Kuno, einst der wildeste der Hengste,
packten Mitte fünfzig plötzlich Ängste;
jene, die den Stolz des Mannes dämpfen.
„Midlife-Krise?“ – rief er – „Pah! Gelaber!“
und entschloss sich, ohne wenn und aber,
fortan um den Dichterruhm zu kämpfen.
In der Frühe schrieb er, noch im Bette,
übers Frühstück kühne Klangsonette.
Bis zum Mittag dichtete er weiter,
Elegien und Haikus, meistens heiter.
Abends folgten dann in aller Gänze
eine Hymne und fünf Elfchen-Kränze.
Eines Nachts, bei einem Lied zur Lage
der Nation vernahm er eine Klage:
„Halte ein, du Unhold tust mir weh!“
„WER zwingt mich“ – rief Kuno – „hier zur Pause?“
„Ich bin‘s, deine Sprache, du Banause!
Und dein Schund schmerzt mehr als blauer Zeh.“
„Wie? Du bist bloß Werkzeug!“ schrie der Dichter.
„Freie Kunst benötigt keinen Richter;
„und was gut ist, kann ich selbst entscheiden!“
Sprache wand sich, doch es half kein Stechen.

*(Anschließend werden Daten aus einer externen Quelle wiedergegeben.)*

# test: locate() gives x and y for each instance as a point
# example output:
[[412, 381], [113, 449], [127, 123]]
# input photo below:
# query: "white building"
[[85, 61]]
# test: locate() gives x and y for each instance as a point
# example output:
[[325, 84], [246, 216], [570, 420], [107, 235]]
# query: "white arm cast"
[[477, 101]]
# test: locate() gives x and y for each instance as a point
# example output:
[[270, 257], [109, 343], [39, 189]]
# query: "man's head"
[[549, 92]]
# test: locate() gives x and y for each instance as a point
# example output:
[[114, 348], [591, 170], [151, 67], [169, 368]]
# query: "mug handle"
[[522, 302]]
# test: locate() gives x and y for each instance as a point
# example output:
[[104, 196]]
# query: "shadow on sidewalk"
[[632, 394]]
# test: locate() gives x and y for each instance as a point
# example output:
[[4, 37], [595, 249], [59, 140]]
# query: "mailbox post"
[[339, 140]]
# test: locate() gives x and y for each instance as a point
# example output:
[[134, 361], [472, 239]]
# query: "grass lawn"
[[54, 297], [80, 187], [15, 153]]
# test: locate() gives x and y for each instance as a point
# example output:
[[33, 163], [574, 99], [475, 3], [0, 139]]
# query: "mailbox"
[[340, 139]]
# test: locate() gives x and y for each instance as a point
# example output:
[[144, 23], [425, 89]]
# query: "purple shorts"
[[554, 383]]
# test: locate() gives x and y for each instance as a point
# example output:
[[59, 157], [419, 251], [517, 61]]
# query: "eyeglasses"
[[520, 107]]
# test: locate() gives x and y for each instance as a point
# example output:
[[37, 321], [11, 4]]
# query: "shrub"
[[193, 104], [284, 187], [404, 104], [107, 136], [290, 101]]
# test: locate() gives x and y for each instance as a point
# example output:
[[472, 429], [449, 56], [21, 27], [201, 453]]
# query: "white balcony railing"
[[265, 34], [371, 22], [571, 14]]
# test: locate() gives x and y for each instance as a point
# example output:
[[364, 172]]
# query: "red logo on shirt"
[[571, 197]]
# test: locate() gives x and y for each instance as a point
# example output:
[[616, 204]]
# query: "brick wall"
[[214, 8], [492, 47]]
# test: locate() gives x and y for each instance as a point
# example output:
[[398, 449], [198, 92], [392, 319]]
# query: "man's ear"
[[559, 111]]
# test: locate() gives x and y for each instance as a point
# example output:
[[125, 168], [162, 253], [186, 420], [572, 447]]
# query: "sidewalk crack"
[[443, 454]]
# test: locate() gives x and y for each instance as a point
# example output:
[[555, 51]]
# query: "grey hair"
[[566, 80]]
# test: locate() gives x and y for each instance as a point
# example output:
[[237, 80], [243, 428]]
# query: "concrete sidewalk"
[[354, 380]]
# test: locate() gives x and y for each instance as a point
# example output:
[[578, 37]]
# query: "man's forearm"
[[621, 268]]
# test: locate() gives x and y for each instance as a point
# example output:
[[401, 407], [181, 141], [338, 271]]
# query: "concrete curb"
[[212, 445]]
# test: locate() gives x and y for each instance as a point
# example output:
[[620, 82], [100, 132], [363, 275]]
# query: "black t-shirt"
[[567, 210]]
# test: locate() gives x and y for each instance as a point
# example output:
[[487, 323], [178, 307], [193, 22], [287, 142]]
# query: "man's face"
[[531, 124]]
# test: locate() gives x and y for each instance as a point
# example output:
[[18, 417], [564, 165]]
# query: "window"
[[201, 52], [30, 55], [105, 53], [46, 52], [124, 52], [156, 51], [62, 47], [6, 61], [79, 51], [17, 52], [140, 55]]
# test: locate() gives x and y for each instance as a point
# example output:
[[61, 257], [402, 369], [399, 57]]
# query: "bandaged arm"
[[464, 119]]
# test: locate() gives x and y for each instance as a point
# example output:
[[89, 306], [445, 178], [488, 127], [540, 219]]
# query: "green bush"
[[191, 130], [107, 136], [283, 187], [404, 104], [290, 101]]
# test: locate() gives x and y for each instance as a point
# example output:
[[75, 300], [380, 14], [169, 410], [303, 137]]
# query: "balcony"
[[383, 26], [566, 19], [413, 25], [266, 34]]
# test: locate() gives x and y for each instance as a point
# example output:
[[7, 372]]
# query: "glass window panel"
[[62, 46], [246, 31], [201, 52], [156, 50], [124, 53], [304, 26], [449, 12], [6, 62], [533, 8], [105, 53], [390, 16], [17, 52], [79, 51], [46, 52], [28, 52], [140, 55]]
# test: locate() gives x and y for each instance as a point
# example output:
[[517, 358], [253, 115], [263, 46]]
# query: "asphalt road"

Kuno war besessen, sie zu brechen –
Kraft der Worte – musst es eben leiden!
Morgens, mit den Zangen einer Ode,
quälte er sie mehrfach bis zum Tode.
Worauf er sie fachgerecht sezierte,
weil ihn Dada heftig inspirierte.
Bis zum Kaffee brachte sie der Recke
mit dem Blumen-Schwert erneut zur Strecke.
Um sein Werk der Menschheit zu erhalten,
half ihm ein Verleger beim Gestalten
seiner Bände, dreißig oder mehr.
Die Moral, das sollte man betonen,
zeigt, dass Mord und Totschlag immer lohnen:
Neunzig Euro pro Gedicht sind fair.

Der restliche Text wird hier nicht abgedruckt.